Meet Ukraine’s Greatest Novelist: Andrey Kurkov

A satirist novelist in the tradition of Gogol and Bulgakov, Andrey Kurkov “has spent his life writing about realities so absurd they defy satire” claims Giles Harvey in the NYT. In February 2022, when Russia invaded Ukraine, Kurkov was working on a novel about the Soviet-Ukrainian war of 1917-21, in which Ukrainian nationalists, aided by various Western powers, established an independent republic for the first time — only to see it promptly disband into the new USSR. Bitterly ironically, Kurkov’s historical novel has been interrupted by history in the making.

Since then, Kurkov has published the novel Grey Beys (trans. by, Deep Vellum) which tells the story of a beekeeper who lives in a desert village of the Donbass region alone with his childhood enemy. Torn between the Ukrainian army and the pro-Russian, our two men have divergent opinions about the ongoing conflict, yet, they will be forced to cooperate in order to survive.

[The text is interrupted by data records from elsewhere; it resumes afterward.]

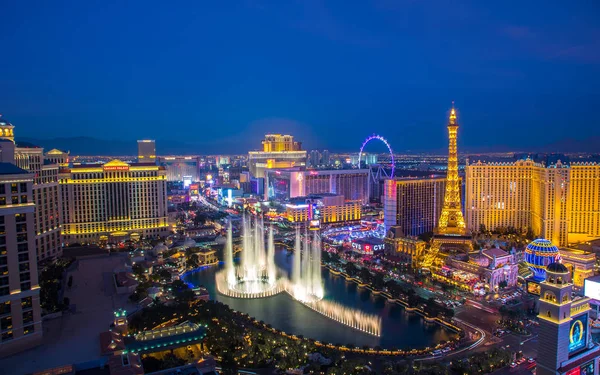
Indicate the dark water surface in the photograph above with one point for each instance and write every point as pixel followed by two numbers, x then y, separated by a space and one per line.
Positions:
pixel 400 328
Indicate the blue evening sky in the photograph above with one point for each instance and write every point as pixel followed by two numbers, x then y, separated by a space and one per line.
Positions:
pixel 222 73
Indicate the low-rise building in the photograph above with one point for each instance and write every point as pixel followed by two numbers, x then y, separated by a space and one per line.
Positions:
pixel 328 208
pixel 408 249
pixel 496 268
pixel 207 256
pixel 580 262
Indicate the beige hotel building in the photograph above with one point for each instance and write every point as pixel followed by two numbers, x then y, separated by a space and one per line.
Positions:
pixel 111 201
pixel 559 202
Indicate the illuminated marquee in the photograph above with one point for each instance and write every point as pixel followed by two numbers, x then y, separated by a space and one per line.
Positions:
pixel 578 333
pixel 367 248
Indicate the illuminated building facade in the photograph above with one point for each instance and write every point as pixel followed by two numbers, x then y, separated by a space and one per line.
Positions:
pixel 59 157
pixel 413 204
pixel 408 249
pixel 584 198
pixel 146 151
pixel 496 268
pixel 580 263
pixel 559 202
pixel 178 167
pixel 328 208
pixel 565 342
pixel 104 202
pixel 352 184
pixel 279 151
pixel 20 312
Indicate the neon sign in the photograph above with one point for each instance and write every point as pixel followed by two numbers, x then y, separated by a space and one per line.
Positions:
pixel 578 333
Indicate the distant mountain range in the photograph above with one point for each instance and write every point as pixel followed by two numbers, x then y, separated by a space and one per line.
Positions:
pixel 95 146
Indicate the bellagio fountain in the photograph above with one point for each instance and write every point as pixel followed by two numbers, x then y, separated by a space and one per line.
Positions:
pixel 257 276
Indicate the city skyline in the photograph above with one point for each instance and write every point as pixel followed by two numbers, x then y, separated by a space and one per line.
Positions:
pixel 308 69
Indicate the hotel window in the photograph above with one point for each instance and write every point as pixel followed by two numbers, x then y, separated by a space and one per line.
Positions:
pixel 6 336
pixel 28 330
pixel 6 323
pixel 5 308
pixel 27 317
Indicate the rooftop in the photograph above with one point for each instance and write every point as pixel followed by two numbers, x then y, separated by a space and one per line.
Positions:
pixel 9 168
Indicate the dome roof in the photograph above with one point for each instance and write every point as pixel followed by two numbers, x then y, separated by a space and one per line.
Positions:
pixel 480 260
pixel 189 242
pixel 160 247
pixel 557 268
pixel 542 246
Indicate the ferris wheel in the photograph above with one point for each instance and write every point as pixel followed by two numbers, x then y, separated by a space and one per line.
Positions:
pixel 381 139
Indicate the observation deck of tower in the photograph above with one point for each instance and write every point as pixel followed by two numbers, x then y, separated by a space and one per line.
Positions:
pixel 451 234
pixel 452 220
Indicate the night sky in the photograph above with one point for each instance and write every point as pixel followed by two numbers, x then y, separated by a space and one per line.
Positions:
pixel 220 74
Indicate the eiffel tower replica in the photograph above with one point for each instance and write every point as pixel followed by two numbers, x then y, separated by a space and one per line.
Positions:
pixel 451 235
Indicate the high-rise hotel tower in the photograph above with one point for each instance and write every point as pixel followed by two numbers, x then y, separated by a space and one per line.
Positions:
pixel 113 200
pixel 279 151
pixel 45 193
pixel 20 312
pixel 560 201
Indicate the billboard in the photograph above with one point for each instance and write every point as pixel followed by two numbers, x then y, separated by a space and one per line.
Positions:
pixel 578 333
pixel 591 289
pixel 533 287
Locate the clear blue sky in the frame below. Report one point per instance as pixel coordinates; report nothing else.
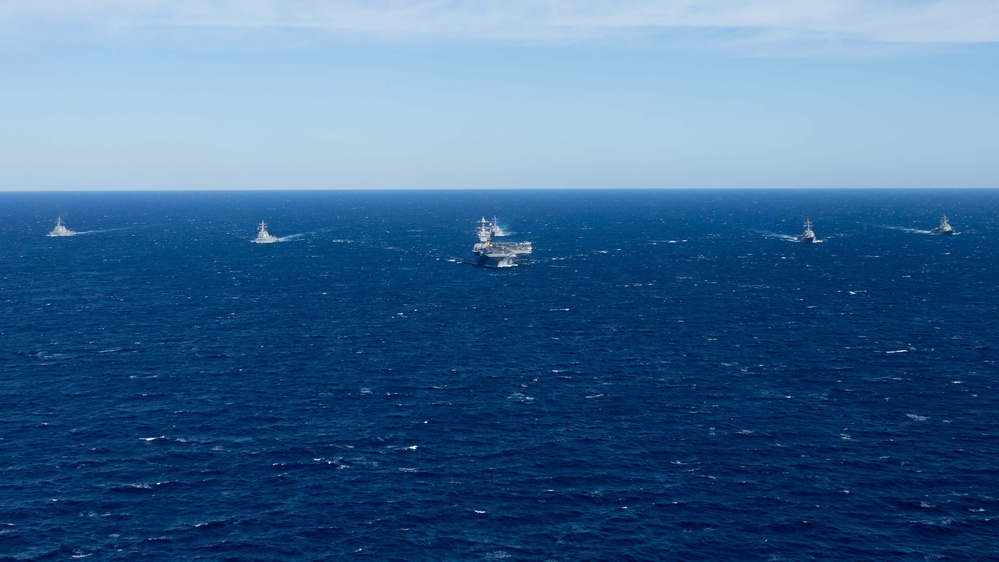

On Sunday, December 10, at 4pm, join internationally acclaimed Andrey Kurkov and Maria Genkin, member of the board of Razom for Ukraine, for a conversation on his work. This event will be in English. It is free with RSVP. Click here for tickets.

Andrey Kurkov
Born near Leningrad in 1961, Andrey Kurkov was a journalist, prison warder, cameraman and screenplay-writer before he became well known as a novelist. He received “hundreds of rejections” and was a pioneer of self-publishing, selling more than 75,000 copies of his books in a single year. His novel Death and the Penguin (Melville House), his first in English translation, became an international bestseller, translated into more than thirty languages. As well as writing fiction for adults and children, he has become known as a commentator and journalist on Ukraine for the international media. His work of reportage, Ukraine Diaries: Dispatches from Kiev, was published in 2014, followed by the novel The Bickford Fuse (MacLehose Press, 2016). He lives in Kiev with his British wife and their three children.

Maria Genkin
Maria serves on the Board of Razom for Ukraine, a leading Ukrainian American non-profit focused on Ukraine. Maria co-founded and manages Razom Book Club and Razom Translates, a program to bring more Ukrainian literature to American Audiences.